LEVI, LEONE:
English political economist; born in Ancona, Italy, in 1821; died in London May 7, 1888. Levi went to England at an early age, was converted to Christianity, and became a member of the English bar (1859). He devoted much time and energy to the organizing of chambers of commerce. In 1850 he published his "Commercial Law of the World"; in 1852 he was appointed to the chair of commercial law in King's College, London. Levi was an active member of the council of the Royal Statistical Society, and contributed to its journal many papers bearing on the industrial occupations of the people. In 1887 he attended the congress of European statisticians at Rome. It was owing to Levi's suggestion of the benefits which would result from the possession of an international commercial code that the acts were passed (1858) whereby the mercantile laws of the United Kingdom were made uniform on many points.
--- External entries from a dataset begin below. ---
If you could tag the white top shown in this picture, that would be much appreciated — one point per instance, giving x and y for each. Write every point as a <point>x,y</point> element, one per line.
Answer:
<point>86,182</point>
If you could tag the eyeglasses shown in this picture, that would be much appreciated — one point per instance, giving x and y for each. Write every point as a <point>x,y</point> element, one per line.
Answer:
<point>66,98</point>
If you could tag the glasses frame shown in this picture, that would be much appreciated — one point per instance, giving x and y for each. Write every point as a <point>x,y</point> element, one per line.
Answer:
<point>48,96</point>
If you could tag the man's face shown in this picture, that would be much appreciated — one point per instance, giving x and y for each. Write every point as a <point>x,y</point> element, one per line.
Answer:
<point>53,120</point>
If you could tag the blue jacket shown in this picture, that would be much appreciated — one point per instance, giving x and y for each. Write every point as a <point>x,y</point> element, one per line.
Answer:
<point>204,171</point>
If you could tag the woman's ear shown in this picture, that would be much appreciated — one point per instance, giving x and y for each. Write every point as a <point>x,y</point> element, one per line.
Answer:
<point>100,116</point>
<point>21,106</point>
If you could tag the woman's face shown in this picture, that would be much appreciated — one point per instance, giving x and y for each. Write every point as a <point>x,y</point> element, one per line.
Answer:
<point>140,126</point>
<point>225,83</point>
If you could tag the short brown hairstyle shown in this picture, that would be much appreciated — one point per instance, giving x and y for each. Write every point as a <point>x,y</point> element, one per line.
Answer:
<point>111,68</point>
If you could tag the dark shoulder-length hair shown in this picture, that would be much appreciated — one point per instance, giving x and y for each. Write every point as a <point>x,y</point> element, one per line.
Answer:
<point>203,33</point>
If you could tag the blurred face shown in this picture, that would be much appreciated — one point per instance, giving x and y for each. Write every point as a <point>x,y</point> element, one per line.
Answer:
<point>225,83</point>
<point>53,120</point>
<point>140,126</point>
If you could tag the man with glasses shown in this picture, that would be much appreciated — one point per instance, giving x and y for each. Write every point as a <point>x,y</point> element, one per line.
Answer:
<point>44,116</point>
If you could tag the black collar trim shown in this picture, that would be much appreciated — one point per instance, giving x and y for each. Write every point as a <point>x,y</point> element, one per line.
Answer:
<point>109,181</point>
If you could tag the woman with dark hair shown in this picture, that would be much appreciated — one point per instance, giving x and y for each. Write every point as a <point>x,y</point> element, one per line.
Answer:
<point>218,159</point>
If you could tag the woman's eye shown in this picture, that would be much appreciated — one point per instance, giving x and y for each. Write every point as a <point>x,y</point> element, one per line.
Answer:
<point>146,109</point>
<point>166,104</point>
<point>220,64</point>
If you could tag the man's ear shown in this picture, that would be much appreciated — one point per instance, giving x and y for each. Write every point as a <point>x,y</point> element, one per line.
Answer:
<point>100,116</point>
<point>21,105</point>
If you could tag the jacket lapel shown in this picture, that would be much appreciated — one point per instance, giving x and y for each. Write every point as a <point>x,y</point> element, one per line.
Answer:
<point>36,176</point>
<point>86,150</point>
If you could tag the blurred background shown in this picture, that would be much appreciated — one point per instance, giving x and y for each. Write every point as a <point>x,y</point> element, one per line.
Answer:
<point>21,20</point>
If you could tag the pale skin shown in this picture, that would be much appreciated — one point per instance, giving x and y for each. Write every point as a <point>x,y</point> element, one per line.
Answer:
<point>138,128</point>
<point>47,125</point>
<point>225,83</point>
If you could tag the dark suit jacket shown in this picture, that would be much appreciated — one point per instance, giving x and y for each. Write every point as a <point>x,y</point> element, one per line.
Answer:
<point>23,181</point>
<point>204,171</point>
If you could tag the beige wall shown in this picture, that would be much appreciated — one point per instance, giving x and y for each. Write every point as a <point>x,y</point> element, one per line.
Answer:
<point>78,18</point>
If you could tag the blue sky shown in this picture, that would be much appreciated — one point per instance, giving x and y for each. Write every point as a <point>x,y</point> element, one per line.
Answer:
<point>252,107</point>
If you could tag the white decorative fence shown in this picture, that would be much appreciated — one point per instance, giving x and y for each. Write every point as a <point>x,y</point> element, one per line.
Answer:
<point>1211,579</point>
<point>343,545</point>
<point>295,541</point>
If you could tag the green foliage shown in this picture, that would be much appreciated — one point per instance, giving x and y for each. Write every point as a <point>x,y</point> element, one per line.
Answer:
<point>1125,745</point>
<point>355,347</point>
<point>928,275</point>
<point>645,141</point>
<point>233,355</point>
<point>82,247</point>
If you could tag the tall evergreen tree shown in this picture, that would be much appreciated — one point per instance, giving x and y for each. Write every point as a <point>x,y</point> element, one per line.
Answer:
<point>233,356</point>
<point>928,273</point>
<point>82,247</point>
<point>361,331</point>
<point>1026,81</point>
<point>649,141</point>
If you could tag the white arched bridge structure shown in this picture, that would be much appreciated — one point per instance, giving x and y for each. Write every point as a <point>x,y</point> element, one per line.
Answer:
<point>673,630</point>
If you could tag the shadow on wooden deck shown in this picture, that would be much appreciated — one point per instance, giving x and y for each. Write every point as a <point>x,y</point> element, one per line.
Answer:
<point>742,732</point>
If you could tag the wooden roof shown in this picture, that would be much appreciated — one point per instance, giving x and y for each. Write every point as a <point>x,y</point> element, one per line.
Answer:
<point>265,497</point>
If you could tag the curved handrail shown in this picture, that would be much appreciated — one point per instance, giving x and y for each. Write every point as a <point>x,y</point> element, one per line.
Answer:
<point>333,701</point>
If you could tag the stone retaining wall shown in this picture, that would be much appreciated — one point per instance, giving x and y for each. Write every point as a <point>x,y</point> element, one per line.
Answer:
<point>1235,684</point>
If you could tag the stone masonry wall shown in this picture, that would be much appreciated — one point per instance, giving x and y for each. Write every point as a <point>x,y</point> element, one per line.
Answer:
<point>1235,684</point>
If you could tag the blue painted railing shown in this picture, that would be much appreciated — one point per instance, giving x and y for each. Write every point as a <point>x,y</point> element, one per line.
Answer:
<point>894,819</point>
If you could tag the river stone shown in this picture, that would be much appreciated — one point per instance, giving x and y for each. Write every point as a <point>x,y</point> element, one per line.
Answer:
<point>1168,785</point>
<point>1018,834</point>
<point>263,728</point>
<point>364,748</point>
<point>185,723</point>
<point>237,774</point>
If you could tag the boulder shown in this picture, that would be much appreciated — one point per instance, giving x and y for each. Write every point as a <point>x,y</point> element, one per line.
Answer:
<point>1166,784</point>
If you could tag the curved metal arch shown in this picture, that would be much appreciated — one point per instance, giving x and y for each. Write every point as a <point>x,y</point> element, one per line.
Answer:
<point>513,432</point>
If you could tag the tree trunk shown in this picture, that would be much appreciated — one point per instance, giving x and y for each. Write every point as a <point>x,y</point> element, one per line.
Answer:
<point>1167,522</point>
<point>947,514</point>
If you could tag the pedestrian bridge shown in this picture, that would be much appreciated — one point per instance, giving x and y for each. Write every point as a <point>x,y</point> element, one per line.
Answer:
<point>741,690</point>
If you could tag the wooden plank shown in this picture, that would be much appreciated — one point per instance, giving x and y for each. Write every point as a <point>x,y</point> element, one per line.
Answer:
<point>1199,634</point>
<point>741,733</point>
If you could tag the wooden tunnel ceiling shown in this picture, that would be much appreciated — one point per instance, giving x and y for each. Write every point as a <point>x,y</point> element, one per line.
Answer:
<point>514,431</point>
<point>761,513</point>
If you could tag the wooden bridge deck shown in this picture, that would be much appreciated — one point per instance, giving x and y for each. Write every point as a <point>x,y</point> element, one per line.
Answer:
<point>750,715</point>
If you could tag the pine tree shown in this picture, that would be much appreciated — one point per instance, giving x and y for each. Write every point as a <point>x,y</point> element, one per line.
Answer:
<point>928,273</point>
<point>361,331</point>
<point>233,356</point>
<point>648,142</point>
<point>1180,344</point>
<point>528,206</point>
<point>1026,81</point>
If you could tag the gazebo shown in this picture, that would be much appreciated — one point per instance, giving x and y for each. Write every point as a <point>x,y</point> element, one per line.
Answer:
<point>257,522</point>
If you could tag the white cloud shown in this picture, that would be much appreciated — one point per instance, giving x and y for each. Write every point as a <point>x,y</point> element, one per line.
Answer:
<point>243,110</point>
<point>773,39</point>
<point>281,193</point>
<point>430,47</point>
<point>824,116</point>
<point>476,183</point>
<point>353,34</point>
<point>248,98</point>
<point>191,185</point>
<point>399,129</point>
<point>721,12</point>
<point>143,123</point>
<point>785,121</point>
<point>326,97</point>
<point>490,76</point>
Levi was the author of: "Taxation, How It Is Raised and How It Is Expended" (1860); "History of British Commerce and of the Economic Progress of the British Nation from 1863 to 1870" (2d ed. 1878); "Work and Pay"; "War and Its Consequences." He also delivered a number of public lectures and contributed many economic articles to journals and magazines. He was created doctor of political and economic science by the University of Tübingen in 1861, and was a fellow of the Society of Antiquaries and of the Royal Geographical Society; the King of Italy conferred upon him the rank of cavalier of St. Maurice and St. Lazarus and the Order of the Crown of Italy.
- The Times (London), May 9, 1888;
- Boase, Modern English Biography, s.v. Law Journal, 1888.